Contrary to these representations, FXCM had an undisclosed interest in the market maker that consistently “won” the largest share of FXCM’ s trading volume – and thus was taking positions opposite FXCM’s retail customers. That market maker was an FXCM-backed startup firm that was founded by a former FXCM executive while he was working at FXCM, that operated for the first year of its existence out of FXCM’ s offices, and that shared most of its trading profits with FXCM.
FXCM also made false statements to NFA staff to conceal its role in the creation of its principal market maker as well as the market maker’s owner’s previous role as an FXCM executive.
Mssrs Niv and Ahdout directed and controlled FXCM’ s operations throughout the relevant period and were responsible, directly or indirectly, for violations described herein. Niv was responsible, directly or indirectly, for the false statements made to NFA.
FXCM, which was founded in 1999 and became a registered FCM in 2001, provides retail a FX trading environment and acts as counterparty in transactions with its retail customers in which customers can buy one currency and simultaneously sell another, and as of July 31, 2016, FXCM had over 20,000 active retail customer accounts representing more than $170 million in liabilities.
Until approximately 2007, FXCM provided liquidity to its retail forex customers primarily through an internal dealing desk – a division of FXCM that determined the prices offered to customers and held positions opposite customers.

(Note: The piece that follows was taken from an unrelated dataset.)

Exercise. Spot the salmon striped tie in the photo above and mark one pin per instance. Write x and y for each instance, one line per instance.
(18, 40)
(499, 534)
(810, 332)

In or around 2007, FXCM transitioned from utilizing a dealing desk to transact with customers to using what it termed an “agency” model for the majority of its retail forex customers, which it described to customers as providing “No Dealing Desk” forex trading. (FXCM using its dealing desk to trade with retail customers, by contrast, was referred to as the “principal” model.)
Whereas a dealing desk broker “acts as a market maker” and “may be trading against your position,” FXCM claimed that its agency model “eliminated” that “major conflict of interest” between broker and retail customer.
In FXCM’s agency model, price quotations were provided not by FXCM’s internal dealing desk but by banks and other third-party “market makers” – sometimes also referred to as “liquidity providers” or “LPs.”
FXCM explained its agency model to its customers as follows: “When our customer executes a trade on the best price quotation offered by our FX market makers, we act as a credit intermediary, or riskless principal, simultaneously entering into offsetting trades with both the customer and the FX market maker.”
FXCM claimed that trading on its agency model was different from a dealing desk broker because: “We earn trading fees and commissions by adding a markup to the price provided by the FX market makers and generate our trading revenues based on the volume of transactions, not trading profits or losses.”
FXCM Creates an Algorithmic Trading System to Trade Opposite Customers
In 2009, Niv, Ahdout, and others at FXCM formulated a plan to create an algorithmic trading system – an FXCM computer program that could make markets to FXCM’s customers and thereby either replace or compete with the independent market makers on FXCM’s No Dealing Desk platform.